Tasks that we have invested large amounts of time into do not always work out how we wanted them to or, worse than that, the rug gets pulled from under your feet and you must start again.
Frustrating! Maddening! Annoying!
What is needed here is to ensure that the frustrations and stresses are just that and not a reflection upon you or what you stand for and believe in. Reacting badly to this and letting your anger out in extreme behaviours is never a good thing and can seriously damage your career and development within the organisation.
The focus always falls upon the negative side of stress and emotional situations: colleagues sharing their success and good news always brings some joy to the workplace if this is shared constructively and professionally.
The most common negative emotions seen by managers are:
Frustration usually occurs when we feel trapped in a situation from which we see no easy escape or remedy. This can be caused by many different factors but they all need to be dealt with as soon as possible before they emerge as anger and other negative forces. The trick here is to press Pause and evaluate, carefully and rationally, exactly what the situation is. If possible extract the positives from the situation and reason with yourself how these can help you both now and moving forward.ee
Being nervous and worrying
This is a perfectly natural emotion, but it needs to be carefully handled so that you do not lose all sense of proportion. Too much of this inevitably leads to loss of productivity, rational thought processes and ineffective decision making. Try to avoid being with people who are excessively negative or who worry about everything they experience in the workplace. Avoid as much as possible the rumour process in the workplace and focus on the facts of what is known rather then just thinking about what MIGHT happen. Ask yourself what can be done to improve the situation and if possible map this out onto a document that you can keep referring to which will guide you out of the situation.

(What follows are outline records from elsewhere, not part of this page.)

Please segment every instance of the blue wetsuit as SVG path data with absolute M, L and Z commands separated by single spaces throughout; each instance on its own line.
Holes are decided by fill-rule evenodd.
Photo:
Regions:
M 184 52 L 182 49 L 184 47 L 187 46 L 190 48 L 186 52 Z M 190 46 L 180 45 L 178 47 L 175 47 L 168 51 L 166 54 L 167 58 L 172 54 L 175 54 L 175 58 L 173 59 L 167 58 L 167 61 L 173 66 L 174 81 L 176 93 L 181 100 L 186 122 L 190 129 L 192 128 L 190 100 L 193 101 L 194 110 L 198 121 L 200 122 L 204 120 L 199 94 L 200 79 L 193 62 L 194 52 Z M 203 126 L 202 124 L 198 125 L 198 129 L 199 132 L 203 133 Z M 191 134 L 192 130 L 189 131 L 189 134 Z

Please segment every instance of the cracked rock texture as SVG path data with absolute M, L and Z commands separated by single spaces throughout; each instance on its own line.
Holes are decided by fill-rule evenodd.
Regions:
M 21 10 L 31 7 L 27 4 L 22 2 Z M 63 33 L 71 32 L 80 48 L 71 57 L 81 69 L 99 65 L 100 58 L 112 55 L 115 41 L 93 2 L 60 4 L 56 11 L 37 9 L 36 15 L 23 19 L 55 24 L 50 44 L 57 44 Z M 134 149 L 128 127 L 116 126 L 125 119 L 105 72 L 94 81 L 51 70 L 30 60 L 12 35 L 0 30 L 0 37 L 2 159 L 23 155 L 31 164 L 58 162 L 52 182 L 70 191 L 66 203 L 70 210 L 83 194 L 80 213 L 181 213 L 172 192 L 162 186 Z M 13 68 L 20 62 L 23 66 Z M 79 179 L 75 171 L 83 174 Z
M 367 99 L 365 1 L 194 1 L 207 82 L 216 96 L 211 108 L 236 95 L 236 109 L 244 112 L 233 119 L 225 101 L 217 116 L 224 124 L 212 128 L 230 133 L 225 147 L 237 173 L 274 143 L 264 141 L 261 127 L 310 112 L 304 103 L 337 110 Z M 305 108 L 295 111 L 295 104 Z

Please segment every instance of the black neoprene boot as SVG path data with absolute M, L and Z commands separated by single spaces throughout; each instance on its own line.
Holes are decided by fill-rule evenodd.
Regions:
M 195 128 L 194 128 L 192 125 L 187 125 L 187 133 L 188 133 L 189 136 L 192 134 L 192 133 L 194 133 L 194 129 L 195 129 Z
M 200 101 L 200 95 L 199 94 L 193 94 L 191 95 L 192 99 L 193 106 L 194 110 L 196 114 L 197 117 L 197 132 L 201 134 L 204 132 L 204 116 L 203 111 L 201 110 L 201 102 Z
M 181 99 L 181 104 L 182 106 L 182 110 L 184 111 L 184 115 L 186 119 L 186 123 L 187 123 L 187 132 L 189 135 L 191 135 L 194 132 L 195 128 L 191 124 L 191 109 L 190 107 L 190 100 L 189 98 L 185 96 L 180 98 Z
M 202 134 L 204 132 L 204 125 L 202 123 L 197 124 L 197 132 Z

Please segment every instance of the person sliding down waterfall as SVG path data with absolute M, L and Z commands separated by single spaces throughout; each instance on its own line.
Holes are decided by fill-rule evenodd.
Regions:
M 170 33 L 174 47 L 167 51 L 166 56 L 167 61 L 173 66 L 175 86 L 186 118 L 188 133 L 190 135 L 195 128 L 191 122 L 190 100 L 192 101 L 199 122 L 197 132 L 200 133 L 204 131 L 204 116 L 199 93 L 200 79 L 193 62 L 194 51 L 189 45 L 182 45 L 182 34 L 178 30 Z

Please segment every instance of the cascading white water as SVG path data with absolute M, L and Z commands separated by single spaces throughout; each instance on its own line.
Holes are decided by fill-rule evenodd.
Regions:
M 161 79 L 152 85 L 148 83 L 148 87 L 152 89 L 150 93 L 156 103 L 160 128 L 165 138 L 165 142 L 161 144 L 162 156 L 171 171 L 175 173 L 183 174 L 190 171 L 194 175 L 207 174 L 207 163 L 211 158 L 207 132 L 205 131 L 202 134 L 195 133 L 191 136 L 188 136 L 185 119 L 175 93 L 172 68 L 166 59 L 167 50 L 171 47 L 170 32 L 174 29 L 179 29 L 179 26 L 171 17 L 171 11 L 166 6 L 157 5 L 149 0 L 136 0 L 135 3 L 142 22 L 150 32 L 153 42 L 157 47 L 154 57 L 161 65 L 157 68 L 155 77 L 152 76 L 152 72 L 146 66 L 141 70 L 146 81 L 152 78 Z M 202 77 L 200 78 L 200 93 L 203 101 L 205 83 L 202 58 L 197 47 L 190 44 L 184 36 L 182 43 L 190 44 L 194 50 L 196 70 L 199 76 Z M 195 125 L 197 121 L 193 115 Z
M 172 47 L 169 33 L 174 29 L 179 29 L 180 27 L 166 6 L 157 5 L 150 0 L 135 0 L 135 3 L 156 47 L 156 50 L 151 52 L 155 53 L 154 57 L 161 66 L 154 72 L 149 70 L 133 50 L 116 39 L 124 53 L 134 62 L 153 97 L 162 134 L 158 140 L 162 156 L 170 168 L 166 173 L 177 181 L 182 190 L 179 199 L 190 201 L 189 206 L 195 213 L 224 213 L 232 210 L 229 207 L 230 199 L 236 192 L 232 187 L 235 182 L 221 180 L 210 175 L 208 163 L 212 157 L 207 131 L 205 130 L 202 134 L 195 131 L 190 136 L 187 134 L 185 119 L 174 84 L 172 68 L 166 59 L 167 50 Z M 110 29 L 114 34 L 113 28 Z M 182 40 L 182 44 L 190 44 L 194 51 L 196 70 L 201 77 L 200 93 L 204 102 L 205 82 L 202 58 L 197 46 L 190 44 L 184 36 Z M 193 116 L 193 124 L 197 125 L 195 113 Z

A very destructive emotion that those around you and definitely those on the receiving end will ever forget. Few of us handle this emotion well. A sure-fire way of losing your job! If you feel this creeping up on you take positive steps and withdraw yourself from the situation and recognise when this is happening. Stopping early before becoming angry is a key management skill.
Sadly, we cannot chose those whom we work with – if we could we would have very different managers, team members and customers BUT we have to get on with those around us. Try to respect them and be the bigger person by practising the old virtues of courtesy and respect – it may be hard and often difficult, but it is the best way to work collaboratively and successfully. Sometimes be assertive to get your point across but be careful to exercise this skill with care, making sure that you still show courtesy and respect rather than steamrollering those around you!
If we are lucky things will go our way for more than half of the time but even the most successful people have experienced disappointment or unhappiness in their working lives, even severe disappointment after all the effort and passion that they have put into a particular project. Disappointment can severely limit your productivity and application to work tasks especially if the promotion that you were seeking did not come your way and went to someone else who you consider was a weaker candidate than you. Try to understand that things just cannot go your way all the time and that sometimes initial disappointment can grow into a different situation that actually better suits you and your style. Being prepared to adjust your goal to a different path may take some soul-searching but often pays off in the medium to long term as does analysing, objectively, what is causing your disappointment in the first place. Always remember that colleagues like to work with colleagues who are upbeat and positive about what the future holds!
The most successful managers are those who learn to deal effectively and efficiently with a range of emotions that their careers throw up.